Uniti contro l'Ebola
L'epidemia del virus che ha colpito l'Africa preoccupa tutto il mondo. Per capire quanto sia grave e quali siano le possibilità di contrastarla, abbiamo chiesto chiarimenti a Giovanni Maga, virologo dell'Istituto di genetica molecolare del Cnr
Dal primo caso, documentato e riconosciuto nel dicembre 2013, Ebola, il virus appartenente alla famiglia delle 'Filoviridae’ e scoperto nel 1976 nella Repubblica democratica del Congo, allora Zaire, ha contagiato ufficialmente circa 6.000 persone di cui secondo i dati dell’Organizzazione mondiale della sanità (Oms) la metà quasi decedute. Come fermare questa avanzata che sembra inarrestabile?
“Questo virus si può in realtà controllare facilmente”, spiega Giovanni Maga, virologo dell’Istituito di genetica molecolare (Igm) del Cnr di Pavia. “Il contagio avviene solo per contatto diretto con persone che mostrano già i segni della malattia: quindi evitarlo, con le giuste precauzioni, è tutto sommato semplice. Un farmaco non sarà però pronto domani”.
Riguardo al farmaco sperimentale ZMapp, utilizzato per la prima volta sull'uomo durante l'infezione di Ebola che ha colpito l'Africa Occidentale quest'anno, bisogna andare con i piedi di piombo. “Al momento non esiste nessuna prova certa di efficacia, nonostante la guarigione di acluni pazienti sottoposti al trattamento" continua l’esperto. "Non sappiamo infatti se i due americani si sono ristabiliti spontaneamente: in questa epidemia, considerando i numeri, una persona su due ha sconfitto la malattia da sola. ZMapp peraltro non è un vaccino, è un cocktail di anticorpi che per fermare il virus deve essere somministrato in continuazione, in quanto l’organismo non attiva una risposta immunitaria”.

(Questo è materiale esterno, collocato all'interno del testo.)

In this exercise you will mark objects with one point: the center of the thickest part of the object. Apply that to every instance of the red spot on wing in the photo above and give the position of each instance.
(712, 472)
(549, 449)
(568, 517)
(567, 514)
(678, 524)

Una vera e propria terapia che abbia superato tutte la fasi sperimentali non esiste ancora, anche perché Ebola è un virus difficile da studiare: "A causa della sua virulenza può essere trattato e analizzato solo in pochi laboratori precisa Maga. Inoltre, per le case farmaceutiche non c’è mai stato finora interesse a trovare soluzione dal momento che in 30 anni il numero di individui infetti è stato pari a quello dell'epidemia che in pochi mesi, dal dicembre 2013, dalla regione della Guinea sub-orientale si è diffusa in Liberia, Serra Leone, Nigeria e Senegal. Attualmente, due vaccini stanno per entrare in fase sperimentale sull’uomo e due farmaci saranno testati entro il prossimo anno”.

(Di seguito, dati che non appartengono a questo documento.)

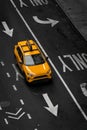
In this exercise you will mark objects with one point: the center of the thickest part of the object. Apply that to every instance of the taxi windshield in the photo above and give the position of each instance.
(30, 60)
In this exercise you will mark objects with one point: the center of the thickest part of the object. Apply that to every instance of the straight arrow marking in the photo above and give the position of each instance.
(14, 113)
(50, 108)
(7, 30)
(17, 118)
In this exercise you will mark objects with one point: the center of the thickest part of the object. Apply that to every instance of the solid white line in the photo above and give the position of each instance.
(8, 75)
(22, 102)
(57, 72)
(14, 87)
(6, 121)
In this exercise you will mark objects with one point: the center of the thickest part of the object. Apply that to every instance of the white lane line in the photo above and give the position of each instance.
(14, 87)
(0, 108)
(22, 102)
(8, 75)
(57, 72)
(2, 63)
(29, 116)
(6, 121)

Il fatto che non esista una cura ha scatenato una sorta di terrorismo psicologico quando, da alcune intercettazioni, è emerso che i fondamentalismi islamici dell’Isis (Islamic State of Iraq and Syria), sarebbero intenzionati a usare questo virus come arma biologica. Il ricercatore dell’Igm-Cnr però rassicura: “Il virus fa particolarmente paura e perciò fa breccia a livello mediatico. Ma dal punto di vista strategico sarebbe un pessimo agente per una guerra biologica: non è facile da maneggiare e non ci sono metodi per renderlo disponibile in polvere, come l’antrace. Inoltre i segni della malattia, nella fase in cui è contagiosa, non possono essere tenuti nascosti, pertanto anche l’uso di kamikaze infetti è poco attendibile”.
Le prospettive di cura contro l’Ebola comunque esistono. “Quest’ultima epidemia ci ha messo di fronte a una situazione sul campo molto difficile e ha costretto a trovare soluzioni, mettendo insieme, attorno a un tavolo, i diversi attori implicati: associazioni umanitarie, governi e organizzazioni internazionali. E questo è un fatto positivo”, conclude Maga.